The bill also modernizes Medicaid by giving states maximum flexibility to tailor their Medicaid programs to the specific needs of their populations. It also allows Medicaid recipients to avail themselves of the health coverage choices open to everyone else through the universal, refundable tax credit option. For States that want to continue their Medicaid programs as currently structured, they may do so under my plan. The only change would be that federal matching funds would distributed in the form of a block grant and increased every year in a way that would help restrain overall health care spending.
Response to New York Times’ factually inaccurate claim that Roadmap “ends Medicare”
More choices in Medicare will cause more headaches and confusion for seniors. Why not simply shore up the existing program, and assure beneficiaries they will get the coverage they have planned for?
This plan actually simplifies the Medicare system. Currently, beneficiaries are forced to navigate a system the government has prescribed for them – not one they’ve picked to best suit their health care needs. Medicare poorly targets its benefits, as it overpays in many areas and significantly underpays in other areas. By targeting Medicare resources specifically to the needs of seniors, Medicare can be much more effective and responsive in ensuring health security for America’s seniors. Instead of the government deciding what type of care each beneficiary should receive, beneficiaries will be able to decide for themselves — similar to the way Members of Congress and Federal employees choose their health care coverage.
CBO says that the average Medicare payment beneficiaries see when your program goes into effect is $6,500. How do you expect seniors to find a credible insurance plan for such a small amount?
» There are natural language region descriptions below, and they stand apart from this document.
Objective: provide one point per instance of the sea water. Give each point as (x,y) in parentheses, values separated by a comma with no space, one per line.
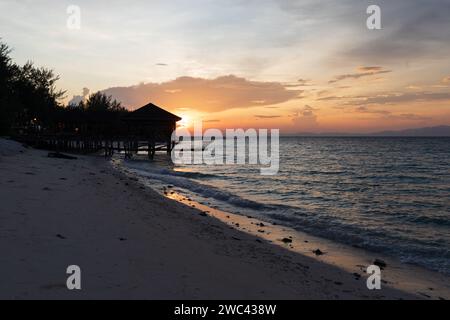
(387,195)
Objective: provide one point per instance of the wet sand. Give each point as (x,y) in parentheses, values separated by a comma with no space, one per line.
(132,243)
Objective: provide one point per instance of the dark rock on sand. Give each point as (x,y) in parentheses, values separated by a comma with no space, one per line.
(318,252)
(58,155)
(380,263)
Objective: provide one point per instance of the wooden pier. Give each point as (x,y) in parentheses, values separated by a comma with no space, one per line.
(148,129)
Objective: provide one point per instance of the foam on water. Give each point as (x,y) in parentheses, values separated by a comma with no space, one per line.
(388,195)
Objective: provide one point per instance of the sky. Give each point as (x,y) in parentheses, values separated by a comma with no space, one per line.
(295,65)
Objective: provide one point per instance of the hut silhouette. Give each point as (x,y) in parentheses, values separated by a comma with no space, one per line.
(148,128)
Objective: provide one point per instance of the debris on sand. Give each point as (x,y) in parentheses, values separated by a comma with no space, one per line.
(318,252)
(58,155)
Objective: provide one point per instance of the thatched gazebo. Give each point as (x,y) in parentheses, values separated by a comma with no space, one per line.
(153,124)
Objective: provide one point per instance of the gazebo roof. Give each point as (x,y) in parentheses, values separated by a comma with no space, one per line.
(151,112)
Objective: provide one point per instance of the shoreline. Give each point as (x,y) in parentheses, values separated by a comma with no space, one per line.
(402,276)
(133,243)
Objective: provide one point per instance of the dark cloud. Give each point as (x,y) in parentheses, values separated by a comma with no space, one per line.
(412,29)
(392,98)
(77,99)
(361,72)
(212,95)
(305,118)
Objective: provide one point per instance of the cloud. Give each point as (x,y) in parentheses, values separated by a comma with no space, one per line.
(392,98)
(211,95)
(81,98)
(364,109)
(361,72)
(305,119)
(267,117)
(412,29)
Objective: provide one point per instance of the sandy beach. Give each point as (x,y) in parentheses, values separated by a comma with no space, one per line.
(132,243)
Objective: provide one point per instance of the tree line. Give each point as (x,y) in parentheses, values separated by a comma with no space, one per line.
(29,93)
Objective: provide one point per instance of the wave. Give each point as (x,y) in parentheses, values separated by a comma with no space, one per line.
(316,222)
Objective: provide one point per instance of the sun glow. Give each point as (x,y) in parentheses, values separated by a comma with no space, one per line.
(186,121)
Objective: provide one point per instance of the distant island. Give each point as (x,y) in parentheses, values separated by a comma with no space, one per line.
(438,131)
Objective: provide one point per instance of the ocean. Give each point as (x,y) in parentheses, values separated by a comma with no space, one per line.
(386,195)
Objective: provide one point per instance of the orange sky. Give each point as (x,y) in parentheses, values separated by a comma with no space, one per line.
(300,66)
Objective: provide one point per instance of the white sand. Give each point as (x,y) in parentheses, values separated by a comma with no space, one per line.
(132,243)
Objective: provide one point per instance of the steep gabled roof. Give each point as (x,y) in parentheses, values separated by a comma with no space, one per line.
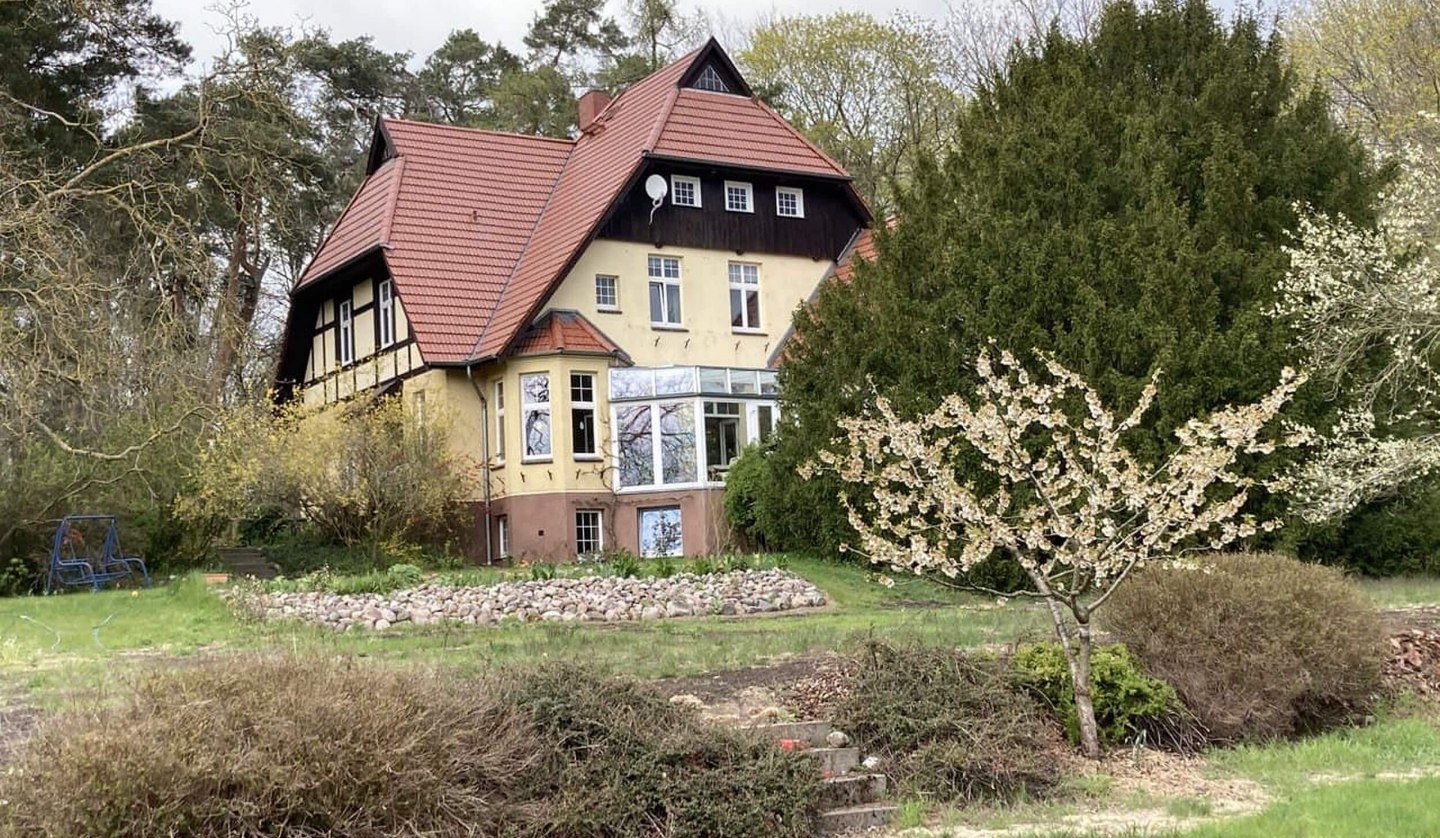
(477,228)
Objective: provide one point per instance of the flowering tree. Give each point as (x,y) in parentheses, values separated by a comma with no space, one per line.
(1365,307)
(1063,496)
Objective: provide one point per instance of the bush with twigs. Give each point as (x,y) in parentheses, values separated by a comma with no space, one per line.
(951,724)
(1256,645)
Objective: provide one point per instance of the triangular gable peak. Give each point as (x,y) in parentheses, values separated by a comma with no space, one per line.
(713,71)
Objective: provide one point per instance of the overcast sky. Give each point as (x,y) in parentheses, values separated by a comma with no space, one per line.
(421,25)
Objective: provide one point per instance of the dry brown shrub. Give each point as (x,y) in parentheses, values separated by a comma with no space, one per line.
(1257,645)
(277,746)
(951,724)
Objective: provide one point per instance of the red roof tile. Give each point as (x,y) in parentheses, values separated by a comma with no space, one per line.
(478,226)
(565,331)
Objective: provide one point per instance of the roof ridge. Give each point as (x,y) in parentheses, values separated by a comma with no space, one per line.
(474,130)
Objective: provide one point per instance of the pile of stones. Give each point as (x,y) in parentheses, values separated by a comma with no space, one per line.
(581,599)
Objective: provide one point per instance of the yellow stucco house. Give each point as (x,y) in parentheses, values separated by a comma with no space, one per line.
(599,316)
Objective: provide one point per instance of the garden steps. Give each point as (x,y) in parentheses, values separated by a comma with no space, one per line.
(248,562)
(851,801)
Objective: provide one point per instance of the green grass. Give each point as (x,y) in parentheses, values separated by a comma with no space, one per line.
(55,652)
(1403,591)
(1355,809)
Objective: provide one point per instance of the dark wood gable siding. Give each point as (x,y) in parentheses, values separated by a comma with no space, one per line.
(828,225)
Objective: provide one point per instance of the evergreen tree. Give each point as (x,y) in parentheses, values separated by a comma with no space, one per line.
(1119,200)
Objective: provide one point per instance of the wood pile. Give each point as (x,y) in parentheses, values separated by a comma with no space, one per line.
(1414,661)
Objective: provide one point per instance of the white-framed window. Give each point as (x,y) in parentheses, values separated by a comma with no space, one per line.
(709,79)
(589,533)
(534,415)
(582,416)
(661,532)
(684,190)
(745,295)
(606,293)
(789,202)
(664,290)
(500,421)
(346,346)
(739,196)
(385,313)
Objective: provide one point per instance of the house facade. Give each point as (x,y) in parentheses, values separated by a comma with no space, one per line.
(601,317)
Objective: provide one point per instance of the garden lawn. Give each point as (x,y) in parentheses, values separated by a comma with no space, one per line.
(68,645)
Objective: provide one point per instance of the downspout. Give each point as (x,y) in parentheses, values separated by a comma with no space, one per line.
(484,452)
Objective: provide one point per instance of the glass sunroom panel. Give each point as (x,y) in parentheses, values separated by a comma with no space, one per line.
(632,429)
(677,441)
(631,383)
(674,380)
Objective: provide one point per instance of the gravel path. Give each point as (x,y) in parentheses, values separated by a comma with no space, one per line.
(583,599)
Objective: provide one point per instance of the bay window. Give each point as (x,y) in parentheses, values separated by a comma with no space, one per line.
(534,415)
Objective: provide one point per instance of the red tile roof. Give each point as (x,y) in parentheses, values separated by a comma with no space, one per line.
(478,226)
(565,331)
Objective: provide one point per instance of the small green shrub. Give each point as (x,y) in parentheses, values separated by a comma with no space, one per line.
(1126,700)
(951,724)
(1256,645)
(405,575)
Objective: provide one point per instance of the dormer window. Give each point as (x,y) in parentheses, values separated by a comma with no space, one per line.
(684,190)
(709,79)
(789,202)
(739,197)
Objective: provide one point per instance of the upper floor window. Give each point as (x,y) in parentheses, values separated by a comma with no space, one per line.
(534,415)
(664,290)
(500,421)
(606,293)
(582,415)
(789,202)
(346,346)
(385,311)
(684,190)
(709,79)
(745,295)
(739,196)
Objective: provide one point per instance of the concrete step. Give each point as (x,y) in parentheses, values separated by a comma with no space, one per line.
(835,760)
(844,791)
(856,818)
(807,733)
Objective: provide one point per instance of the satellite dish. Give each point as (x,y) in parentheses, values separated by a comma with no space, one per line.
(655,187)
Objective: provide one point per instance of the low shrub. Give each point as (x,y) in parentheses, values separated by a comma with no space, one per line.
(951,724)
(1128,703)
(277,748)
(624,760)
(310,748)
(1256,645)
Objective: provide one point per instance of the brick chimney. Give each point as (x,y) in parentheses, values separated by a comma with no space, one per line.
(591,105)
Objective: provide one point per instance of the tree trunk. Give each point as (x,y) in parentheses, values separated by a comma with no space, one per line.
(1085,706)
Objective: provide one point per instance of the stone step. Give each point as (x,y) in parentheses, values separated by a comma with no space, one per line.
(856,818)
(835,760)
(807,733)
(844,791)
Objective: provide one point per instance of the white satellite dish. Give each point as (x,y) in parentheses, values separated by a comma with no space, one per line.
(655,187)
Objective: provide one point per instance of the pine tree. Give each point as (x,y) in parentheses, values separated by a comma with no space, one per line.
(1119,200)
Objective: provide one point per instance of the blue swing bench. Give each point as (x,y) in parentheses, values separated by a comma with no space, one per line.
(71,566)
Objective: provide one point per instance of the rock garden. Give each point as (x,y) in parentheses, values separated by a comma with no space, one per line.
(578,599)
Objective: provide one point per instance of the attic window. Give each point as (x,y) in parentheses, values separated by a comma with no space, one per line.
(709,79)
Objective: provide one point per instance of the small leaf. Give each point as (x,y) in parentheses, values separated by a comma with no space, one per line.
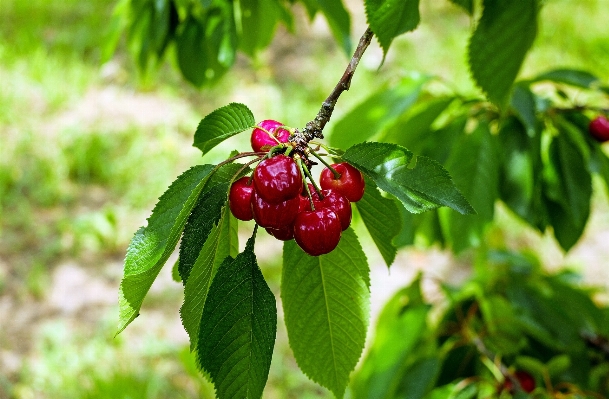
(221,124)
(420,183)
(571,77)
(222,242)
(326,303)
(238,328)
(376,112)
(499,44)
(381,216)
(390,18)
(151,246)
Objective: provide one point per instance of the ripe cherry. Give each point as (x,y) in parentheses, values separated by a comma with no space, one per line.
(599,128)
(317,232)
(350,183)
(339,204)
(274,215)
(277,179)
(261,141)
(239,199)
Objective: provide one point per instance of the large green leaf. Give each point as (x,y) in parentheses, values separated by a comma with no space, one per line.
(221,243)
(391,18)
(420,183)
(376,112)
(382,219)
(474,167)
(499,44)
(326,303)
(221,124)
(151,246)
(238,328)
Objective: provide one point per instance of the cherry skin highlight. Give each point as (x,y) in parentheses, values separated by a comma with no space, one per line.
(260,139)
(317,232)
(599,128)
(274,215)
(350,183)
(239,199)
(277,179)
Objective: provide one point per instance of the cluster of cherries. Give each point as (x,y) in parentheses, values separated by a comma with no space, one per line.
(276,196)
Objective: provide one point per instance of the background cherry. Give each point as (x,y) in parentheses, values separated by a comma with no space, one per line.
(261,141)
(350,184)
(317,232)
(599,128)
(277,179)
(239,199)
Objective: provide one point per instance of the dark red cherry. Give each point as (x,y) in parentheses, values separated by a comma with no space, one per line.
(276,215)
(339,204)
(317,232)
(239,199)
(350,183)
(277,179)
(261,141)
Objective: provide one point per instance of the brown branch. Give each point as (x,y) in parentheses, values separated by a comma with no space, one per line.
(314,128)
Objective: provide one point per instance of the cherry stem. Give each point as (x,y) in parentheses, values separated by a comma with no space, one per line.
(326,164)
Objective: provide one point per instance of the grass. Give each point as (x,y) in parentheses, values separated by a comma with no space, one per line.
(74,186)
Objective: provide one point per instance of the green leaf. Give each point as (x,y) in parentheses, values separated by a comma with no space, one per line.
(499,44)
(238,328)
(221,124)
(420,183)
(474,168)
(390,18)
(326,302)
(467,5)
(571,77)
(221,243)
(381,216)
(151,246)
(377,112)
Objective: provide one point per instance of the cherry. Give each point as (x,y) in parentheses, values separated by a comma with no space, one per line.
(599,128)
(274,215)
(239,199)
(526,380)
(261,141)
(277,179)
(338,203)
(317,232)
(284,233)
(350,183)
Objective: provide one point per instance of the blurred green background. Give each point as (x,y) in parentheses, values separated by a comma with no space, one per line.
(86,148)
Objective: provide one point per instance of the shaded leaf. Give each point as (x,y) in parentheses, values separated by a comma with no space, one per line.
(221,124)
(420,183)
(238,328)
(326,302)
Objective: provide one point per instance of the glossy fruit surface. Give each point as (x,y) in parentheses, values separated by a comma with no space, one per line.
(277,179)
(274,215)
(317,232)
(239,199)
(350,184)
(599,128)
(283,234)
(261,141)
(339,204)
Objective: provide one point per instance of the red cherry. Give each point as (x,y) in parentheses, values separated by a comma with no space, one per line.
(277,179)
(350,183)
(260,139)
(599,128)
(277,215)
(283,233)
(317,232)
(239,199)
(339,204)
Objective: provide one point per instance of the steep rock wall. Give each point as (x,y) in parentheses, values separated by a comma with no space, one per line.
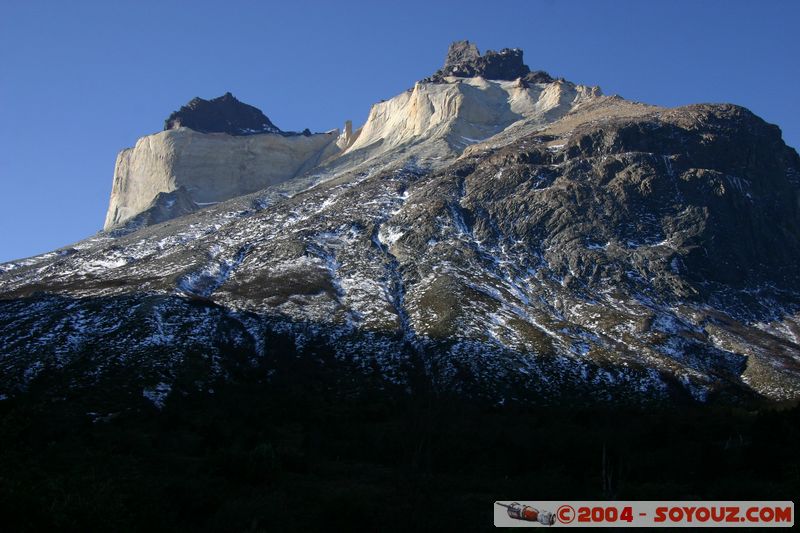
(211,167)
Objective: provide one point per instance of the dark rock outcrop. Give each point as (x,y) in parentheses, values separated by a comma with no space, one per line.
(464,60)
(225,114)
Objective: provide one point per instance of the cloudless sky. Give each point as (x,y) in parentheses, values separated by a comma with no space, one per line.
(81,80)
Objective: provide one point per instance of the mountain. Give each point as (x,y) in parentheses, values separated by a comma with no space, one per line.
(492,232)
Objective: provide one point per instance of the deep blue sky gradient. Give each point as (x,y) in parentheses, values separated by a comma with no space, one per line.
(81,80)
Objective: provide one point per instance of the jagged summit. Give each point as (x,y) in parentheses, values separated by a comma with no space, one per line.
(464,60)
(511,240)
(225,114)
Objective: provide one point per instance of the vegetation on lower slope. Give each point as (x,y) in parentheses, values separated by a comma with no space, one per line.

The $6,500 figure cited by CBO represents the average amount the first group of beneficiaries who are eligible to participate in this new Medicare program could receive. A crucial element of my reform plan is the risk adjustment that is introduced into the Medicare program. Under this system, beneficiaries receive payments adjusted to reflect their health status and age, ensuring older and sicker seniors receive larger payments to accommodate their higher out of pocket costs. Since the first group receiving the Medicare payment will all be the same age when the new program begins, the average payment amount in the first year is lower than the fully phased in average of $11,000, as noted by CBO.
Is a $5,700 tax credit really enough for a family of four to buy insurance?
As a result of biases in the current tax code, Americans who receive their health benefits from their employer pay roughly 1/3 of the total health coverage costs, while their employer pays roughly 2/3. So if the total cost of an employee’s health plan is $15,000, the employer covers $10,000, while the employee pays $5,000 in annual premiums. Under the Roadmap, employees would be provided an advanceable, refundable tax credit - $5,700 for families – that will more than pay for an employee’s part of their health care premiums. Furthermore, employers will still be able to offer health coverage to their employees, untaxed. This means there is no incentive from a tax perspective for employers to change the way they offer health insurance. Employees will be able to use the overages to pay for preventative care, and can be rolled over annually.
Furthermore, redirecting the tax benefit from corporations to individuals and families will increase wages for hardworking Americans. By allowing for higher take-home pay combined with the new tax credit, the Roadmap would effectively increase workers’ wages.